ItemMapping the scope of occupational therapy practice in palliative care: A European Association for Palliative Care crosssectional survey(Sage Journals, 2018-04-24)Background: Occupational therapists play an integral role in the care of people with life-limiting illnesses. However, little is known about the scope of occupational therapy service provision in palliative care across Europe and factors influencing service delivery. Aim: This study aimed to map the scope of occupational therapy palliative care interventions across Europe and to explore occupational therapists’ perceptions of opportunities and challenges when delivering and developing palliative care services. Design: A 49-item online cross-sectional survey comprised of fixed and free text responses was securely hosted via the European Association for Palliative Care website. Survey design, content and recruitment processes were reviewed and formally approved by the European Association for Palliative Care Board of Directors. Descriptive statistics and thematic analysis were used to analyse data. Setting/respondents: Respondents were European occupational therapists whose caseload included palliative care recipients (full-time or part-time). Results: In total, 237 valid responses were analysed. Findings demonstrated a consistency in occupational therapy practice in palliative care between European countries.
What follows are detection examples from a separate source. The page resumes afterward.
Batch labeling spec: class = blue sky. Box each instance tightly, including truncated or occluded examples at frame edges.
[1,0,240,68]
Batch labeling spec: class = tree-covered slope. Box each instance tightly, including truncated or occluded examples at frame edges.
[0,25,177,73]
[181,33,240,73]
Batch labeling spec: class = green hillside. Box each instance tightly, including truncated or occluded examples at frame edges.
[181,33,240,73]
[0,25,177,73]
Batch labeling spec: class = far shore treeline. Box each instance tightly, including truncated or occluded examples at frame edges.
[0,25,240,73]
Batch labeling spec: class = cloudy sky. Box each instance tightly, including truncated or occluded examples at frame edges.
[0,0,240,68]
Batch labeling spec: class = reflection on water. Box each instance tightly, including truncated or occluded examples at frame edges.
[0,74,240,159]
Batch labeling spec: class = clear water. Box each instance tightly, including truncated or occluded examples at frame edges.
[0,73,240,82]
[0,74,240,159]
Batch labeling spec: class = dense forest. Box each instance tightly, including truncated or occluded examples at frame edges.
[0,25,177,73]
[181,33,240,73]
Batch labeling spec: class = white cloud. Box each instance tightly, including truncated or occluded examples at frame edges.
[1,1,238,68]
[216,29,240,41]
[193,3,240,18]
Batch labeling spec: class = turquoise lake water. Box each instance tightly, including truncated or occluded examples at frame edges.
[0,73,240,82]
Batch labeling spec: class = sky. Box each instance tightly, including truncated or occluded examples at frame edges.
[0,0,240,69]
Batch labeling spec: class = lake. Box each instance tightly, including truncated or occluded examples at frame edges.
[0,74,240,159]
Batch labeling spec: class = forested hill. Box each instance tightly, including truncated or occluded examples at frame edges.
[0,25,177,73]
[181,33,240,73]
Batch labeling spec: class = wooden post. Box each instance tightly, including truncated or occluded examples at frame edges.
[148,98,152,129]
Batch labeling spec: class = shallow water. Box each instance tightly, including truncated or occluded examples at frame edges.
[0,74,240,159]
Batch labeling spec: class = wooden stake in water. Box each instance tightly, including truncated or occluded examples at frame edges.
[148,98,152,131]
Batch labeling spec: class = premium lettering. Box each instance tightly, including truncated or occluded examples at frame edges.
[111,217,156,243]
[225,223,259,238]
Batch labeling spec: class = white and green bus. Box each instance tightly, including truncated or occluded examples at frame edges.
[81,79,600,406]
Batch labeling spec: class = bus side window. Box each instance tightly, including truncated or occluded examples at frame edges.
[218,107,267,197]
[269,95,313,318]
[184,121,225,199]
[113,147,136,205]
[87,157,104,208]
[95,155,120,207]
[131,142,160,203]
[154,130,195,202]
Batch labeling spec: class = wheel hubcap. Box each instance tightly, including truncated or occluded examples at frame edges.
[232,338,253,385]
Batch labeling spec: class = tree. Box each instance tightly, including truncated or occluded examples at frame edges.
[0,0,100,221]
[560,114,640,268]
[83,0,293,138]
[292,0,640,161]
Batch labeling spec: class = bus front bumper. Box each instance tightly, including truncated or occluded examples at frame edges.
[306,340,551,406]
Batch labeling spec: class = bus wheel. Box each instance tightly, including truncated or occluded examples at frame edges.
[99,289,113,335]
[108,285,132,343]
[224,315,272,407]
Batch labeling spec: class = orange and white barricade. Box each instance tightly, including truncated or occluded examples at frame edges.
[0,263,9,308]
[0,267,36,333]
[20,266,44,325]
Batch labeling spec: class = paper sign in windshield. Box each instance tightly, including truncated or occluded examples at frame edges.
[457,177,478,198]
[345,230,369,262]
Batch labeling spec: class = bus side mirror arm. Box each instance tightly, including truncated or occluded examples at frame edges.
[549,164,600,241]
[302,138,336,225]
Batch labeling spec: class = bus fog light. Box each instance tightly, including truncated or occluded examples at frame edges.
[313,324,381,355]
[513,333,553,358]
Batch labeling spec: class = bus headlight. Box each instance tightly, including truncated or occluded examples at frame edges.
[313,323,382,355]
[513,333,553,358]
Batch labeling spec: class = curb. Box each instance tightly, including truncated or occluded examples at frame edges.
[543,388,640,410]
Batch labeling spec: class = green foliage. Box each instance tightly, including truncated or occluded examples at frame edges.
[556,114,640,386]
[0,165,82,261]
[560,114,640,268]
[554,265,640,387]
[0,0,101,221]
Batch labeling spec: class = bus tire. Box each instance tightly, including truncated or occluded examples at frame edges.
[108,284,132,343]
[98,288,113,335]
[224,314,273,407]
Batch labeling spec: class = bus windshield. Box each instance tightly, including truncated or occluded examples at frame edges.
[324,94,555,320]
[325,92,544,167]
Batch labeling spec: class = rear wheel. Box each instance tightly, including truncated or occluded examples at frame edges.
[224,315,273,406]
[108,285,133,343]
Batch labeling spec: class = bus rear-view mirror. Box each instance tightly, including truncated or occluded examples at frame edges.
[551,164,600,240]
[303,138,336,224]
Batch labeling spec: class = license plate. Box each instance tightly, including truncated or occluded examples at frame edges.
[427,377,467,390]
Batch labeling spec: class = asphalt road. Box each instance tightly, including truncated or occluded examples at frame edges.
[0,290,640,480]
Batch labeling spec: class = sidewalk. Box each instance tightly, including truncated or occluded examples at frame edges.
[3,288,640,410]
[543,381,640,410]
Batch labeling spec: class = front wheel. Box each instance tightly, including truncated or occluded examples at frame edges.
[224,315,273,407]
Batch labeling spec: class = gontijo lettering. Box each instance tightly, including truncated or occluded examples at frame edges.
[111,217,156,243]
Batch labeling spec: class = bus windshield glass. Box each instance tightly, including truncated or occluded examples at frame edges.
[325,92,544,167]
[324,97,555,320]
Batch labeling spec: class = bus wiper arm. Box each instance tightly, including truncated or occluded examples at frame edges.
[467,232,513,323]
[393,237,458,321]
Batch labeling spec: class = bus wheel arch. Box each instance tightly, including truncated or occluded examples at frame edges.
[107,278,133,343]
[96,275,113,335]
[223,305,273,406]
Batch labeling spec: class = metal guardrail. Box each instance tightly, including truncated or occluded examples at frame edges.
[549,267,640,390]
Clinician time was prioritised towards indirect patient care, with limited involvement in service development, leadership and research. A need for undergraduate and postgraduate education was identified. Organisational expectations and understanding of the scope of the occupational therapy role constrain the delivery of services to support patients and carers. Conclusion: Further development of occupational therapy in palliative care, particularly capacity building in leadership and research activities, is warranted. There is a need for continuing education and awareness raising of the role of occupational therapy in palliative care.